Pitch perfect

If you have been following Huskie soccer this year, you know our teams are doing well, and while the players and the coaches deserve much of the credit, they have been getting some help at ground level.

By University Communications
The university's Grounds Department has been working hard over the past few years to improve the quality of the turf on the soccer pitch, and Bryce Chapman, men's head coach and soccer program director, said it is now one of the best playing fields in Western Canada.

"A lot of other teams coming in comment on the condition of our field," said Chapman.

More than looking great, the university's dense, wear-resistant turf contributes to player safety by ensuring good footing and cushioning falls.

At a time when weather is persuading many Western universities to move to artificial turf, Chapman said the U of S teams are fortunate to still be playing on a grass field; it stands up longer, plays nicer and is easier on the body.

According to Chapman, Gift Marufu, manager of the Grounds Department, and his team "have done an unbelievable job. We are ten weeks into the season, and the field is still in unbelievable shape."

Marufu credits a new treatment protocol for the improved turf condition on the soccer pitch and elsewhere on campus. He said the university is moving away from commercial fertilizers in favour of a more natural, sustainable treatment— compost.

Three years ago, grounds crews manually filled all the divots, aerated, leveled the ground by spreading the university's own high-quality compost over the entire field, and then over seeded to create a thick carpet of grass. The results are impressive, said Marufu.

"The compost acts like a sponge that fuses the grass together and reduces wear and tear," he explains. "This also results in less compaction, good aeration and an improved ability to hold on to moisture and nutrients."
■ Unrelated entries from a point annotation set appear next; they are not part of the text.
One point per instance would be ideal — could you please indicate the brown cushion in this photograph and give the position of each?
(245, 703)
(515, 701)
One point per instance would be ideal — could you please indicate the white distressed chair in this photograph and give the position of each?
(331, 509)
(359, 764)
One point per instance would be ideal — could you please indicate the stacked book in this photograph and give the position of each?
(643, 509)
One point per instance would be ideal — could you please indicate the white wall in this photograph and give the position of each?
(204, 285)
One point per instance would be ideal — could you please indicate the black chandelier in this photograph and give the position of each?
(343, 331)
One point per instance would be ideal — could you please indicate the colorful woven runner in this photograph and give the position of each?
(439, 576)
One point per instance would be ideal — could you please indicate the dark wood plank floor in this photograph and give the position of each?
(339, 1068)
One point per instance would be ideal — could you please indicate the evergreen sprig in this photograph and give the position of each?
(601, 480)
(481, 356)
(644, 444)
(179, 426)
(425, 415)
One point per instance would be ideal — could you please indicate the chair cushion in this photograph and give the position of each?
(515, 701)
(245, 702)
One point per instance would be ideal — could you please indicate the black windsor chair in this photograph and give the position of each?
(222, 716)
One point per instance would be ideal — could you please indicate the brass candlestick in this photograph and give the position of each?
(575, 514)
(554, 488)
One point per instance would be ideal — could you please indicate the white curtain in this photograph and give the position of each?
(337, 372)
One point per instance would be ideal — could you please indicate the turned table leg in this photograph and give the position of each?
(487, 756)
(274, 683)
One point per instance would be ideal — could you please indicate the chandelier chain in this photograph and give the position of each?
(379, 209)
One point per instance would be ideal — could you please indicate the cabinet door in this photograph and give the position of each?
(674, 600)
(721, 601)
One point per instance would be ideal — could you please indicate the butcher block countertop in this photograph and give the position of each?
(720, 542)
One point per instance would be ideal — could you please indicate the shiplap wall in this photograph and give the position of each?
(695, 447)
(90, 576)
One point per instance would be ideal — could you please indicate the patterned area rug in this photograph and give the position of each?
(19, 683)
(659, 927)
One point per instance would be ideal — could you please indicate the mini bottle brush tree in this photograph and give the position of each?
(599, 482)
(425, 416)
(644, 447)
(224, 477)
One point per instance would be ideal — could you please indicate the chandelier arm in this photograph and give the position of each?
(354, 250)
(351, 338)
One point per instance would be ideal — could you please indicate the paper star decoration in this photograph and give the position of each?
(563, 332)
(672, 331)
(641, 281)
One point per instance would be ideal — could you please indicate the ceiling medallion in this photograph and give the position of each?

The Grounds Department collects more than 90 per cent of the fallen leaves and grass clippings on campus and turns them into compost. Every year, more than 1,000 cubic metres of high-quality compost are produced for use on campus, which would cost about $40,000 to purchase, he said. The treatment protocol also saves about $60,000 per year in commercial fertilizer.

Marufu said the other essential ingredient is the team of more than 20 summer students who work with grounds specialists to collect leaves and grass clippings in the spring and summer. "The students are a big resource for us," he explained.

Chapman is very appreciative of the effort put into improving the soccer pitch: "It's great to have someone like Marufu who has the knowledge and passion to make something like this happen."

Val Szydlowski is manager of customer service and communications in the Facilities Management Division.